No obstante lo señalado, se trata de una ley incompleta. Una de las razones por las que es incompleta, es que lo único que regula en detalle es la acción judicial, lo cual es sólo una arista sobre cómo abordar el problema de la discriminación en Chile. Esto debiera combinarse con prevención, capacitación, medidas de acción afirmativa, respecto de lo cual no existen normas explícitas en la ley.
Esta falencia se reveló también en el fallo de la Corte Interamericana de Derechos Humanos en el caso de Karen Atala que, entre otras cosas, ordenó otorgar capacitación a funcionarios clave para prevenir discriminaciones futuras. Tampoco hay normas que creen o definan una institucionalidad con responsabilidad para adoptar estas medidas.
En otras palabras, se castiga a las personas que discriminan, pero no se explicita ninguna medida para reducir la cantidad de personas que discrimina o para incrementar la diversidad en diferentes instancias.
Tiempo atrás dijimos que una ley Antidiscriminación puede salvar vidas. Pero también dijimos que esto es un primer paso, que una discriminación persistente no se elimina sólo por ley. El respeto y protección de los derechos humanos es un trabajo continuo, que no se agota con la dictación de una ley y menos cuando se trata de una ley incompleta. La existencia de una “ley Zamudio”, más aun teniendo en consideración sus falencias, es insuficiente para asegurar que no existan otras personas que, como Daniel, mueran víctimas de la discriminación solo por lo que ellos son.

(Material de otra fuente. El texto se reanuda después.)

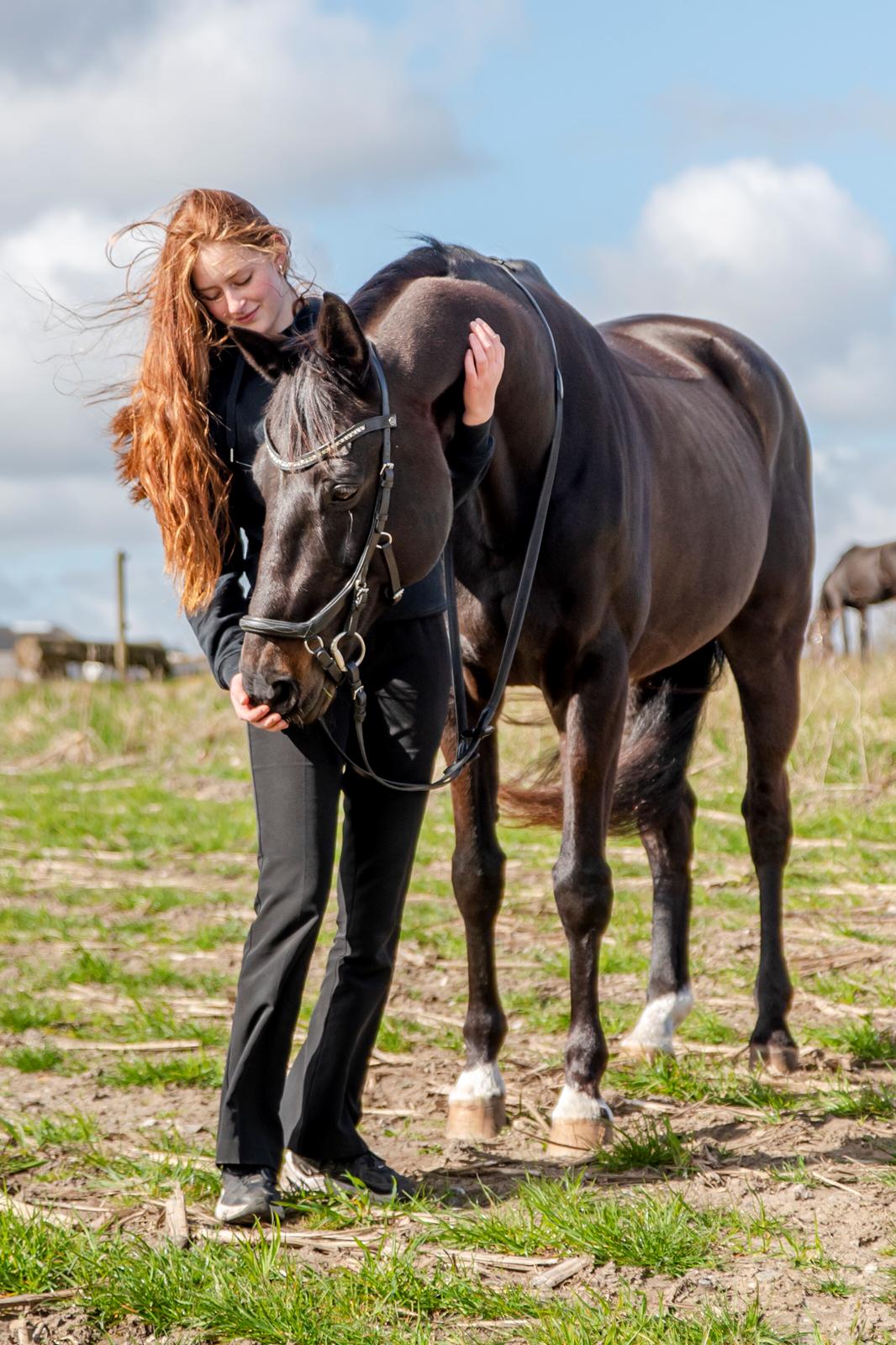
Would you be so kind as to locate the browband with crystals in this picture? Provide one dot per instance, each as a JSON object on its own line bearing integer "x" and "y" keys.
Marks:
{"x": 336, "y": 447}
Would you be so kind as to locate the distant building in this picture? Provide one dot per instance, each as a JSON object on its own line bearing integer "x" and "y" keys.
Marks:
{"x": 10, "y": 634}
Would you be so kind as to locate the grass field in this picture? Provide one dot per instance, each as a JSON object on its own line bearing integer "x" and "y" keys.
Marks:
{"x": 734, "y": 1208}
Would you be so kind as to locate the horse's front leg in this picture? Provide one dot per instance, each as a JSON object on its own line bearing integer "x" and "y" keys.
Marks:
{"x": 591, "y": 733}
{"x": 477, "y": 1102}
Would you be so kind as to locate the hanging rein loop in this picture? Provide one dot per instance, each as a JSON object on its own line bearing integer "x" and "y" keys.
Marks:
{"x": 334, "y": 659}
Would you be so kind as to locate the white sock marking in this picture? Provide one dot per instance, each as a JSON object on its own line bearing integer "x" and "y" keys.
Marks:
{"x": 575, "y": 1105}
{"x": 656, "y": 1029}
{"x": 481, "y": 1083}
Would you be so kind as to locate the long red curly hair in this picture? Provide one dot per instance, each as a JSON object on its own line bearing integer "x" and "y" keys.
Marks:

Resulta fundamental avanzar en la implementación de medidas de prevención. La eliminación de la discriminación es una obligación del Estado de Chile de cara a los tratados de derechos humanos, quizá la obligación más importante de todas: es difícil hablar de derechos humanos cuando éstos no se garantizan en condiciones de igualdad a todas las personas.
Es cierto que habría sido ideal que la ley lo dijera expresamente, pero no es necesario que lo haga para que el Estado asuma esta obligación e implemente a la brevedad este tipo de medidas, de manera de ir construyendo no sólo una legislación, sino también una cultura de respeto a los derechos humanos de todas las personas sin distinción.